Detection Methods for CVE-2026-41481
Indicators of Compromise
- Outbound HTTP requests from application servers to cloud metadata endpoints (e.g., 169.254.169.254, metadata.google.internal)
- Unusual redirect chains in application logs where external URLs redirect to internal addresses
- Unexpected access to localhost or internal network addresses from web-facing applications
Detection Strategies
- Monitor network traffic for requests to cloud metadata service IP addresses originating from application servers
- Implement application-level logging for all URLs processed by HTMLHeaderTextSplitter.split_text_from_url()

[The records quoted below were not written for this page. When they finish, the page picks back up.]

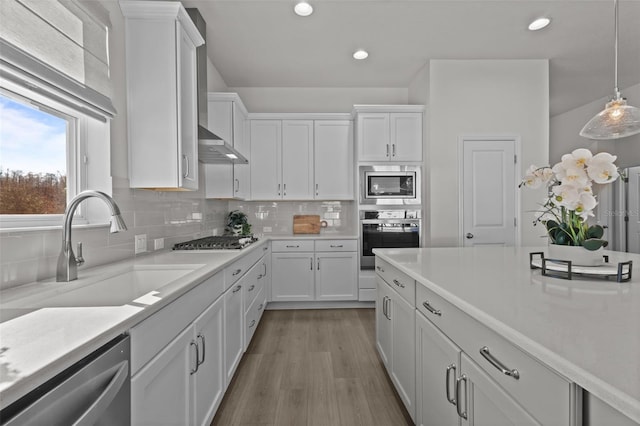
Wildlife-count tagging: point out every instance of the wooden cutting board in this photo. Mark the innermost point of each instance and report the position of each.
(306, 224)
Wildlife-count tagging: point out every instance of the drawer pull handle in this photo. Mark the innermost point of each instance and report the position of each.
(431, 309)
(462, 414)
(398, 283)
(484, 351)
(450, 368)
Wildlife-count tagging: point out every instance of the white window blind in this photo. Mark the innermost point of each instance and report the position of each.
(59, 46)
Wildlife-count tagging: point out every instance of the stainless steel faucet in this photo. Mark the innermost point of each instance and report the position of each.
(67, 261)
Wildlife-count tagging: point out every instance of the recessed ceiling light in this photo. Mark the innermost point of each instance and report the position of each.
(360, 54)
(539, 24)
(303, 9)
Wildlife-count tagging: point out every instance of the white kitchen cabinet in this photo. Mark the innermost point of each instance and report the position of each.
(162, 392)
(234, 328)
(389, 133)
(333, 160)
(160, 42)
(228, 119)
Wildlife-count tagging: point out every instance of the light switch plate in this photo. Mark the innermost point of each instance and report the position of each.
(140, 243)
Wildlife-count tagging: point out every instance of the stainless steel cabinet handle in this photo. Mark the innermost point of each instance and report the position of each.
(484, 351)
(462, 414)
(194, 344)
(450, 368)
(204, 348)
(431, 309)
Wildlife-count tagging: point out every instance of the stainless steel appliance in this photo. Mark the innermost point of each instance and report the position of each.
(94, 391)
(217, 242)
(390, 185)
(387, 229)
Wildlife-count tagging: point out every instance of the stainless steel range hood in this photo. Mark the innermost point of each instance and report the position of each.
(211, 147)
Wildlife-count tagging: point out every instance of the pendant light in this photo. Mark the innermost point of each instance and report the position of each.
(618, 119)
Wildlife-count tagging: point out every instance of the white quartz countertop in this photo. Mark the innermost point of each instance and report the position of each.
(586, 329)
(36, 343)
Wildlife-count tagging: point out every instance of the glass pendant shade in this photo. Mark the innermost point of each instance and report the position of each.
(617, 120)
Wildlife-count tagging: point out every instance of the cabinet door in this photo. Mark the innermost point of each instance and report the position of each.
(187, 110)
(210, 377)
(266, 179)
(333, 160)
(297, 159)
(373, 137)
(292, 277)
(233, 328)
(241, 172)
(383, 322)
(161, 392)
(403, 353)
(484, 402)
(336, 276)
(406, 136)
(437, 357)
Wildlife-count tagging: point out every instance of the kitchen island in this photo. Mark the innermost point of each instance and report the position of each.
(585, 330)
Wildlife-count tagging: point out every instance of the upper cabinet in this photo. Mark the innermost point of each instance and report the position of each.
(389, 132)
(161, 43)
(228, 119)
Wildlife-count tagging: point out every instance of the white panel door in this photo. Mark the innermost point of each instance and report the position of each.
(633, 202)
(297, 159)
(337, 276)
(489, 206)
(333, 160)
(437, 357)
(266, 145)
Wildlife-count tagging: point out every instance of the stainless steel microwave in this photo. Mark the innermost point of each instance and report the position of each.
(390, 185)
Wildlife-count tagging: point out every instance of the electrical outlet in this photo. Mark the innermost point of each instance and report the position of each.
(140, 243)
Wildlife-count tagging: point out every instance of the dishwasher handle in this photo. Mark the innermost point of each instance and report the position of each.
(95, 411)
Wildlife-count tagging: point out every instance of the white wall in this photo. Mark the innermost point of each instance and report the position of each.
(316, 99)
(565, 127)
(483, 97)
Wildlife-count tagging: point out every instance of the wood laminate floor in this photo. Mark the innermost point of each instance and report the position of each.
(315, 368)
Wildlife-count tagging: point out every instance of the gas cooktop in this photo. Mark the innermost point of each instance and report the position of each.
(218, 242)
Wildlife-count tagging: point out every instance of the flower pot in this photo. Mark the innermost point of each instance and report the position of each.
(578, 255)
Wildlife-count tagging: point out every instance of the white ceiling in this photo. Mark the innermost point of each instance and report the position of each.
(264, 44)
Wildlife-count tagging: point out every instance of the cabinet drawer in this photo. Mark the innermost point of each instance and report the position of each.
(399, 281)
(237, 269)
(291, 245)
(336, 245)
(153, 334)
(541, 391)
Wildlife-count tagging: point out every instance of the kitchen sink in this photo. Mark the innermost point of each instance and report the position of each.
(140, 284)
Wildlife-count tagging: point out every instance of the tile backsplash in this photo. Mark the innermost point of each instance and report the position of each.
(276, 217)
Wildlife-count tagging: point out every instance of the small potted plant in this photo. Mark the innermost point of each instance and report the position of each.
(570, 203)
(238, 224)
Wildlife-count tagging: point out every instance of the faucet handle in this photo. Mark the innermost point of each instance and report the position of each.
(79, 258)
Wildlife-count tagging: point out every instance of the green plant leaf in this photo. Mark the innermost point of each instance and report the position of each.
(593, 243)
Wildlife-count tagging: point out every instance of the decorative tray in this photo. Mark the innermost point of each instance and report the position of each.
(564, 269)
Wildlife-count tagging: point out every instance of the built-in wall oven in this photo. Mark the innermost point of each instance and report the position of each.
(387, 229)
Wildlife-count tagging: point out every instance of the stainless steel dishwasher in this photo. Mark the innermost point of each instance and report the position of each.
(94, 391)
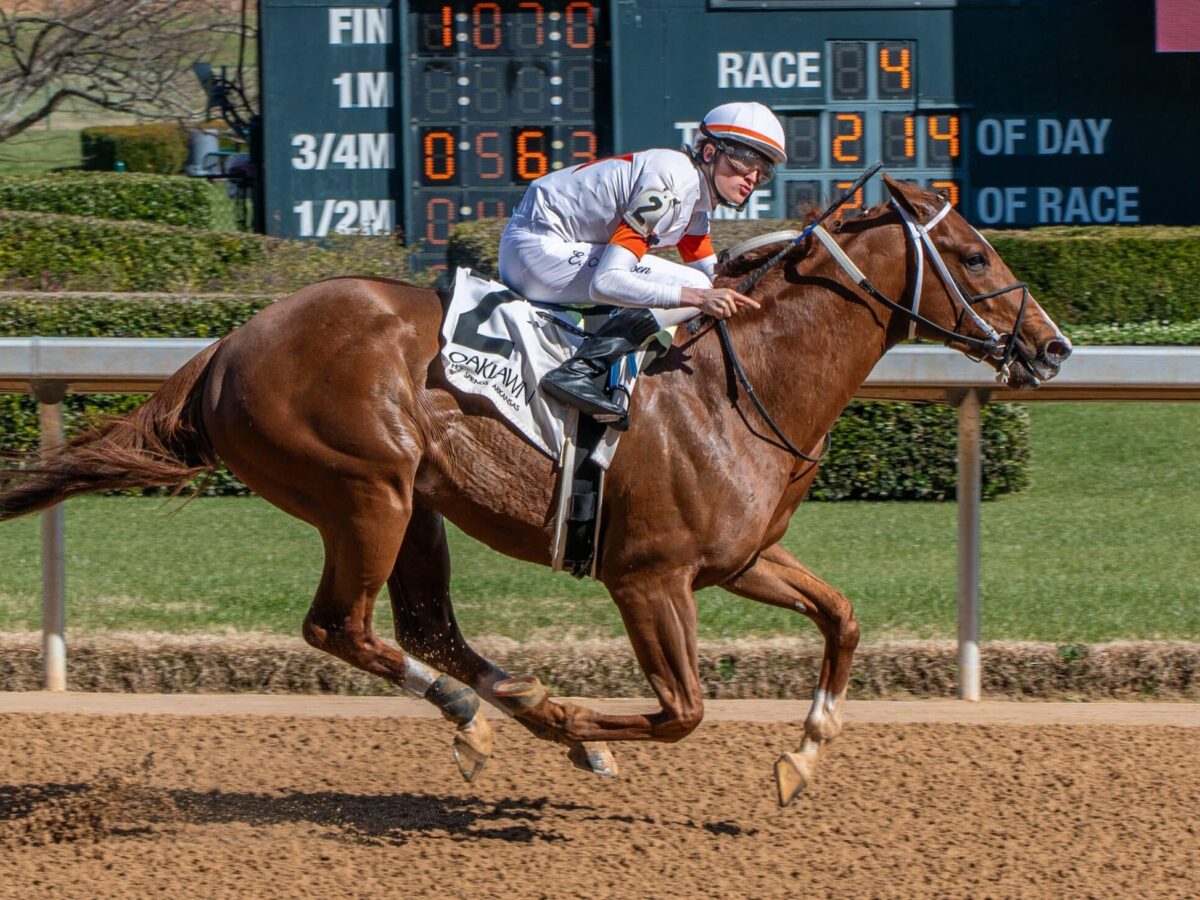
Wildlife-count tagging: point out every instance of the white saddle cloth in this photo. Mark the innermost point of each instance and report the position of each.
(498, 346)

- Review application logs for redirect chains that terminate at internal endpoints
- Deploy Web Application Firewall (WAF) rules to detect SSRF attack patterns
Monitoring Recommendations
- Enable detailed logging for HTTP client libraries to capture redirect chains
- Set up alerts for network connections to RFC 1918 addresses or link-local addresses from application containers
- Monitor for attempts to access cloud provider metadata URLs from application workloads
How to Mitigate CVE-2026-41481
Immediate Actions Required
- Upgrade langchain-text-splitters to version 1.1.2 or later immediately
- Audit applications using HTMLHeaderTextSplitter.split_text_from_url() for potential exposure of Document contents to untrusted users
- Implement network-level controls to block outbound requests to metadata service endpoints
- Review application logic to ensure Document objects are not directly exposed to requesters
Patch Information
The vulnerability is fixed in langchain-text-splitters version 1.1.2. Organizations should upgrade using their Python package manager. For detailed information about the fix, refer to the LangChain Security Advisory GHSA-fv5p-p927-qmxr.
Workarounds
- Disable redirect following by wrapping URL fetching with custom code that validates each redirect target
- Implement network segmentation to prevent application servers from accessing internal endpoints
- Use a proxy or egress filter that blocks requests to internal IP ranges and metadata endpoints
- Restrict URL inputs to a known allowlist of trusted domains where possible
# Upgrade langchain-text-splitters to patched version
pip install --upgrade langchain-text-splitters>=1.1.2
# Verify installed version
pip show langchain-text-splitters | grep Version
Disclaimer: This content was generated using AI. While we strive for accuracy, please verify critical information with official sources.